10:49- Reyes is up again, against Armando Benitez the former Mets closer, who has gone full to Reyes and is not the old flamethrower he used to be.

10:52- Reyes walks. Endy Chavez, who's 0-5 tonight, is showing bunt. Benitez BALKS; Mets fans go CRAZY. Reyes is now on second with no outs.

10:55- Back in Cleveland, the Pistons have pulled within four with a minute-thirty to go and posession after Daniel Gibson, TRfT, is stripped of the ball. In New York, Chavez apparently bunted Reyes over to third; Carlos Beltran grounds out to second because he's a choker. Carlos 2 is up with two down in the 12th and Reyes on third.

10:57- BENITEZ BALKS AGAIN. Reyes comes in to tie the game, after he jumps around and distracts ol' Armando. Two balks in one inning! Ridiculous. Well.
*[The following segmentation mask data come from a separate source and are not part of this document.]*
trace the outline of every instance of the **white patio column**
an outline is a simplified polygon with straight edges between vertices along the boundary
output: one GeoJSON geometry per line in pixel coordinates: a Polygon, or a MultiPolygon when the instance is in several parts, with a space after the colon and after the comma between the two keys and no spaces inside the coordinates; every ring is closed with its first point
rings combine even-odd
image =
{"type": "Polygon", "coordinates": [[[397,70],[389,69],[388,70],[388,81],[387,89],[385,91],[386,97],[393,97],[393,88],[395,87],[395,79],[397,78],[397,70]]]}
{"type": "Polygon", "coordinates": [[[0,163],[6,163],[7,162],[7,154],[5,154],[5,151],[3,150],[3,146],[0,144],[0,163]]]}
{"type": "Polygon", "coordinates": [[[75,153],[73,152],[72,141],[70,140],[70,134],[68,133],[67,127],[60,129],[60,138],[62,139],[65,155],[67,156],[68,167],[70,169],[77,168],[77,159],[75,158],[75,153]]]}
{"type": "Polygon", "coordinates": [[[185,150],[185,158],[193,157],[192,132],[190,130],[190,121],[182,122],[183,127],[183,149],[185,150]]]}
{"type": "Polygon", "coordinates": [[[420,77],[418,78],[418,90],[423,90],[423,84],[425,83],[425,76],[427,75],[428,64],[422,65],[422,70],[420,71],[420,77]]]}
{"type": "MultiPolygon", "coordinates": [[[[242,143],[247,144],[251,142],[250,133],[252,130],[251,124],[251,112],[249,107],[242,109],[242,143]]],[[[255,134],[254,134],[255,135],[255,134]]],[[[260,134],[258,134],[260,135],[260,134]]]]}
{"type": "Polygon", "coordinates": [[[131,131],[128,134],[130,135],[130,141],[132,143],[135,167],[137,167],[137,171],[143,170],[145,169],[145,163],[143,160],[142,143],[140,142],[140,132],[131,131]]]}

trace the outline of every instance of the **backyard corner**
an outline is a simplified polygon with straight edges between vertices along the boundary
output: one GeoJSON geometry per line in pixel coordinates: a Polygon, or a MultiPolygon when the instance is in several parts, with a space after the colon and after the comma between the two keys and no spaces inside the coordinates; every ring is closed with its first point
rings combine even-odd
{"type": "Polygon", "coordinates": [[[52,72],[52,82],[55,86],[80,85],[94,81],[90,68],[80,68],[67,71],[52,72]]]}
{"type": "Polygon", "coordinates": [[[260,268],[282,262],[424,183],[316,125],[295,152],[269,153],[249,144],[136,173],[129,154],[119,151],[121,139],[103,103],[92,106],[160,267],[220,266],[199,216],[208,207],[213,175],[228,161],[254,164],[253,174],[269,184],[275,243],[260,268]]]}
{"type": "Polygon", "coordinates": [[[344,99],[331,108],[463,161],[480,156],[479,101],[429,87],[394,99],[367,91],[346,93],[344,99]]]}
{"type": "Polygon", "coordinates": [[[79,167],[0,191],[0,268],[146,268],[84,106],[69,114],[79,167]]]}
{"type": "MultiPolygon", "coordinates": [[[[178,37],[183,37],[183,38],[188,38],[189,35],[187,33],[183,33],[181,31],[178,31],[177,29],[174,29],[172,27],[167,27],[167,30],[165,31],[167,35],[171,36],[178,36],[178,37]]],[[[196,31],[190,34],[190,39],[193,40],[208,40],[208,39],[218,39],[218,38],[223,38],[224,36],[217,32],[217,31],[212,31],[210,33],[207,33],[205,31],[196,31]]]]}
Tie game, in the bottom of the twelfth, with Carlos Delgado up. Score check: Cavs 88, Pistons 85 with 1:02 to go.

10:59- CARLOS DELGADO WALK OFF HOME RUN TO STRAIGHT CENTER. Mets 5, Giants 4 in 12.

11:00- Cleveland ball; Daniel Gibson TRfT inbounds to LeBron who passes into Gooden whose shot is blocked by Tayshaun Prince. Billups pulls up off balance for the three under coverage, Cavs get the rebound and the foul. LeBron misses for three, there is scrambling for the rebound and Eric Snow goes to the line after Rip is called for a push foul. Cleveland 89, Pistons 85 with 18 seconds to go.

11:05- Chauncey dribbles around for a long time, misses, McDyess taps it in with 5 seconds left. On the inbound, they foul LeBron James. He sinks the first one to give the Cavs a three point lead with 4 seconds to go. He nails the second. I get a little upset, because this gives a four point lead. The Pistons call a time out and I believe I see LeBron tell Drew Gooden "don't fuck this up." Dirrrty Rasheed misses. Cavs win. Damn.

Final Score: Cavs 91, Pistons
Series: Even.

Final Score: Mets 5, Giants 4.

Final Score: Channing Tatum Infinity, Everyone Else 0.